Similarly, the broader NSE Nifty touched a new high of 13,280.05 during the session, before finishing 124.65 points or 0.95 per cent higher at 13,258.55 -- its record closing high.

The top gainer of the Sensex pack was the ICICI Bank, which rose around 4 per cent, followed by UltraTech Cement, Sun Pharma, Bharti Airtel, HUL, SBI, L&T, Axis Bank and IndusInd Bank.

Among the laggards were Reliance Industries, Bajaj Finserv, HCL Tech and HDFC were among the laggards.

The RBI's Monetary Policy Committee (MPC) "decided to continue with the accommodative stance of monetary policy as long as necessary - at least through the current financial year and into the next year," Governor Shaktikanta Das said.

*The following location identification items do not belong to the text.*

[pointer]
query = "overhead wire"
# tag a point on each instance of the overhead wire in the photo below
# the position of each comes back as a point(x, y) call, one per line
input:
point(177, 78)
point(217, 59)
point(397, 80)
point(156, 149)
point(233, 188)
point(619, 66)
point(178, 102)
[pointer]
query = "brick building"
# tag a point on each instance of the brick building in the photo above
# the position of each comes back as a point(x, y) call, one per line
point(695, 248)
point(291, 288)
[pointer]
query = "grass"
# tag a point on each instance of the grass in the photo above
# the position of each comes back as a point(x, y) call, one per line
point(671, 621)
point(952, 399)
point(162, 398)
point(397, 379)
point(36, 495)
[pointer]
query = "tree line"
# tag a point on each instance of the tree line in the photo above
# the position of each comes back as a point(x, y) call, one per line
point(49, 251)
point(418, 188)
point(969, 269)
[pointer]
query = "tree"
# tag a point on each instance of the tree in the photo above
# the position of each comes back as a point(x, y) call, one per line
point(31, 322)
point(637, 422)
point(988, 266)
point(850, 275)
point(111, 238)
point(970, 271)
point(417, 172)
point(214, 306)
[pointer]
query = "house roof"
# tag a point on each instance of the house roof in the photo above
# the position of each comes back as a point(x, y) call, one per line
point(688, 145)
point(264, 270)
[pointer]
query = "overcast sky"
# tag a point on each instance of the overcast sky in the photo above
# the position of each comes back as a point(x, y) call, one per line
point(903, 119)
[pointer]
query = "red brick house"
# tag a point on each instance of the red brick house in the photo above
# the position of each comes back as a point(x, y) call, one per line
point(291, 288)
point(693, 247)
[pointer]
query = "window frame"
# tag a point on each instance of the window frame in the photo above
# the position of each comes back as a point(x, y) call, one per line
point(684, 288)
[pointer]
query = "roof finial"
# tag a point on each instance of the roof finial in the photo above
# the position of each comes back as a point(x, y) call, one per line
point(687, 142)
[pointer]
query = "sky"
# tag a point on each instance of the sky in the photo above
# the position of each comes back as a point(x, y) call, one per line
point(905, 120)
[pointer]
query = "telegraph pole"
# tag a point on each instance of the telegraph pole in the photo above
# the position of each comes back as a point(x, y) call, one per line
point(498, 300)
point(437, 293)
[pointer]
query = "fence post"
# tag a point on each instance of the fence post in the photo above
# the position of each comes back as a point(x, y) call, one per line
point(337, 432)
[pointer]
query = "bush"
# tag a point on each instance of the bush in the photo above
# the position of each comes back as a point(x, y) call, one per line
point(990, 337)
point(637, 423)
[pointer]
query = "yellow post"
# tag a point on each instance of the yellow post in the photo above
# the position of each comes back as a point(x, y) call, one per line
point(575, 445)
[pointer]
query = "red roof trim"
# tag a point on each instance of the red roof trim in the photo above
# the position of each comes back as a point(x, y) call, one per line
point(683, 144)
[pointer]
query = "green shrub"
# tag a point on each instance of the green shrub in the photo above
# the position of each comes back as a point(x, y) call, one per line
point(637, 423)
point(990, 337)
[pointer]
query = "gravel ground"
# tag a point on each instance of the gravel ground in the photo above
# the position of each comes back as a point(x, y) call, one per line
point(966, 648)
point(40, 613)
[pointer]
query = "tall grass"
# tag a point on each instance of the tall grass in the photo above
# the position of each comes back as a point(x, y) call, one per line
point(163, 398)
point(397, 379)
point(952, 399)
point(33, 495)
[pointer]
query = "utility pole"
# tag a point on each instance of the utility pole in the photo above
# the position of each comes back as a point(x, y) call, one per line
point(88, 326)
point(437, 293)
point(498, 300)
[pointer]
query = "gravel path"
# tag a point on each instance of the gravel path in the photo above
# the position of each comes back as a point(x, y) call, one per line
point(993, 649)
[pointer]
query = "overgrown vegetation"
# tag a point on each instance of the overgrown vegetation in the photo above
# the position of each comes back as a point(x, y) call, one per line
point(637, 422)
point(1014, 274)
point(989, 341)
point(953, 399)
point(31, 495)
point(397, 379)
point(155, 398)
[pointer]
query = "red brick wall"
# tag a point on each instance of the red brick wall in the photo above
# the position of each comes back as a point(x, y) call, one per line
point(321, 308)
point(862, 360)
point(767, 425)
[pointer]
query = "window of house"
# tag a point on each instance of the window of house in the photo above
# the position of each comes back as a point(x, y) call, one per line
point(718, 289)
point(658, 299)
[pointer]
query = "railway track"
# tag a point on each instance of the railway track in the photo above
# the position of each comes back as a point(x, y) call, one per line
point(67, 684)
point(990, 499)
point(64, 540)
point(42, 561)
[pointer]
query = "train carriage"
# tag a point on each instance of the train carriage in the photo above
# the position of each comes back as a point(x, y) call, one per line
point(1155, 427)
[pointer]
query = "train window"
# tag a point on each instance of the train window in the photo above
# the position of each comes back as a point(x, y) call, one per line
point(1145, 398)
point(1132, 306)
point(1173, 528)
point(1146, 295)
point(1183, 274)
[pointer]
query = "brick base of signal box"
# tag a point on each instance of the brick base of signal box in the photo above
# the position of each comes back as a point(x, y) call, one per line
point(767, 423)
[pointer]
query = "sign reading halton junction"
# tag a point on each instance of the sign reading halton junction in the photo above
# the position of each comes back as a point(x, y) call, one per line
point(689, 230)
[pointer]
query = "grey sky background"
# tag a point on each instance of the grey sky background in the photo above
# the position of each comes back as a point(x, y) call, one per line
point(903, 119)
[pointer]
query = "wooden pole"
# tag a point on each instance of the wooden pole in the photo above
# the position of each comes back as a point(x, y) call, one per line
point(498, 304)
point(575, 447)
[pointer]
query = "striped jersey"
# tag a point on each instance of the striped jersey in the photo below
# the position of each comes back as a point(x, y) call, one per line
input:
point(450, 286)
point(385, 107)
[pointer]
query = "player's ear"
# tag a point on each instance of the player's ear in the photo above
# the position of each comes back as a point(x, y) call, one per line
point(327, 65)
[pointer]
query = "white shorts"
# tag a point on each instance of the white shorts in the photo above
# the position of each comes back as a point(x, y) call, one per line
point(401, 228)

The central bank’s aim is "to revive growth on a durable basis, and mitigate the impact of COVID-19 while ensuring that inflation remains within the target going forward," he added.

According to Gaurav Dua, SVP, Head - Capital Market Strategy and Investments, at Sharekhan by BNP Paribas, growth remains high on the priority of RBI.

"The commentary is dovish in spite of the elevated level of inflationary pressure. It essentially means the liquidity situation would be comfortable and interest rates likely to remain soft in the near term. However, we see limited scope for further easing of interest rates by banks to borrowers given the tapering of growth in retail deposits and rising credit demand in the economy," he noted.